Se andate alla ricerca di un album dai cui solchi digitali escano prepotentemente classe cristallina e una preziosa vitalità melodica, andate pure avanti a leggere questa recensione perché cercherà in qualche maniera di spiegarvi i motivi che individuano in “Prince of paupers” uno dei plausibili punti di arrivo della vostra encomiabile indagine.
Ci siete ancora? Ok, allora cominciamo a dire che tra gli appassionati del genere il nome degli svedesi
Grand Illusion non è per nulla una novità, in virtù di una discografia giunta al sesto sigillo e di una carriera iniziata una
venticinquina di anni fa sotto la denominazione di Promotion.
Diciamo anche che la presenza di ospiti illustri come Steve Lukather (Toto), Jay Graydon (Airplay), Tim Pierce (Rick Springfield), Gregg Bissonette (David Lee Roth) e Paul Buckmaster (Elton John & David Bowie) ha, come di consueto, contribuito sicuramente alla riuscita del lavoro, ma francamente è necessario pure riconoscere che Sundell, Svensson e Rydholm non mi sono mai sembrati così determinati e abili nel mescere propriamente eleganza e forza, sentimento e razionalità in un programma assai eterogeneo capace di trattare
hard,
pomp,
AOR e bagliori di
west-coast sound con disarmante competenza.
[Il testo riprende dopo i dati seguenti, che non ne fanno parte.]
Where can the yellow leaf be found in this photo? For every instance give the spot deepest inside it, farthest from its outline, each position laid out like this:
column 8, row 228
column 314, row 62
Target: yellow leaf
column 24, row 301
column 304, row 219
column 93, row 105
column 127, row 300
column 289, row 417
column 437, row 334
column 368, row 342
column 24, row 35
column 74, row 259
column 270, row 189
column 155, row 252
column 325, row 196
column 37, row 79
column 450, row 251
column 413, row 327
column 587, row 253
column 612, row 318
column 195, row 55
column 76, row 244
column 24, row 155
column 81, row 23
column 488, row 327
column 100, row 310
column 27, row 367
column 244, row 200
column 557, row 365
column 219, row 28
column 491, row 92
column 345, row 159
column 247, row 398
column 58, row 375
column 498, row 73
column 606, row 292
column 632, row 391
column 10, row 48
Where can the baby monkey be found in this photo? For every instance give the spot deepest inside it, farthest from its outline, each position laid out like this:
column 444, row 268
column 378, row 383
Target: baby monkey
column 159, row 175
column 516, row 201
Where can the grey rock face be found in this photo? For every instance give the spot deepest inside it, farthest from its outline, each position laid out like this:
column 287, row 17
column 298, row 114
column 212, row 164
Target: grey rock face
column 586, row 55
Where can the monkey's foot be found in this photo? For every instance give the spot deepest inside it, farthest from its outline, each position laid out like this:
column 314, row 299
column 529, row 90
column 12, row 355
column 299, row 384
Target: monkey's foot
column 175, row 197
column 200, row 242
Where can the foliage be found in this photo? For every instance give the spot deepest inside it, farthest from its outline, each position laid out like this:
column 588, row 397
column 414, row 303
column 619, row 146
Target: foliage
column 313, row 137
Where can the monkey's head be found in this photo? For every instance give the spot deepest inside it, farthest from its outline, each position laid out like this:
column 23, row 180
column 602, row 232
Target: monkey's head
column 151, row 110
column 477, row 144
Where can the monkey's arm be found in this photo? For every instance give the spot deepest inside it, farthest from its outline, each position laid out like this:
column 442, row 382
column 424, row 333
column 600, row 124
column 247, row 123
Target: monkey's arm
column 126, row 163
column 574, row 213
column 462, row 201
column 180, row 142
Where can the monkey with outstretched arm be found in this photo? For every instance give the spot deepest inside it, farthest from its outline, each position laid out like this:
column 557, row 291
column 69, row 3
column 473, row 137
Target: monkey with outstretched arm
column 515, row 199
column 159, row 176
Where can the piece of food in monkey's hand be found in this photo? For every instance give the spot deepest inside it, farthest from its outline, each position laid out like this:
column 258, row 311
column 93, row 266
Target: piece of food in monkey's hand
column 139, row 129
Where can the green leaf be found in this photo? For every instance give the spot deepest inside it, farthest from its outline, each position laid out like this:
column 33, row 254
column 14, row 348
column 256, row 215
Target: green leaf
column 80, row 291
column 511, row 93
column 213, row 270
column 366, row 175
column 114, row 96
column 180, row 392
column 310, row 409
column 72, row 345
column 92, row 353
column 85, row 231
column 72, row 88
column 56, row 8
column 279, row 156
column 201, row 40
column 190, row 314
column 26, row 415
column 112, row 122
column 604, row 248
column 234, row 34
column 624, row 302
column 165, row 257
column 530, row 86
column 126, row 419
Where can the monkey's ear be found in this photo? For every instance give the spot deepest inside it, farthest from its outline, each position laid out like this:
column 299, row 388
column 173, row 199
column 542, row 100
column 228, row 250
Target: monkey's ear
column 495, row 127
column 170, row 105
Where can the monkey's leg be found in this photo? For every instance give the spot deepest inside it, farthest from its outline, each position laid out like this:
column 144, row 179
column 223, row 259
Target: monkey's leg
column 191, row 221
La coppia vocale è come sempre straordinaria, tra suggestive intonazioni armonizzate e l’ostentazione di vertiginose estensioni, mentre le canzoni hanno la classica “marcia in più”, rappresentando praticamente tutte momenti d’ascolto imprescindibili nell’ottica di una forma compiuta di appagamento
cardio-uditivo.
Impossibile, infatti, trascurare l’
AOR sinfonico (e vagamente
neoclassico) di “Gates of fire”, sfuggire al tenace morso
hard-oriented di "Eyes of ice", "On and on” e “Under the wire”, alle atmosfere felpate e squisitamente
radiofoniche di “Better believe it”, “St. Theresa's love” (favolosa!) e “Gone” o ancora non essere colti da un benefico languore romantico durante la fruizione di “So faraway” e "Believe in miracles", ballate di levatura superiore.
Identificando, infine, la
title-track, “Through this war” (con un velo di TNT nell’intreccio armonico) e “Winds of change” come autentici
gioiellini in grado di far convivere in modo creativo ed efficace vibranti progressioni melodiche e raffinatezza
barocca (onorando, così, il
monicker del gruppo, mutuato da uno dei grandi capolavori di chi, di questa “roba”, se ne intendeva parecchio!), non mi resta che ribadire il concetto espresso nel prologo della disamina, sperando di essere riuscito a convincervi che il
Principe dei Poveri merita tutta la considerazione che si deve ad un
aristocratico portavoce del settore tutt’altro che
indigente dal punto di vista artistico, a dispetto del suo apparentemente poco prestigioso titolo nobiliare.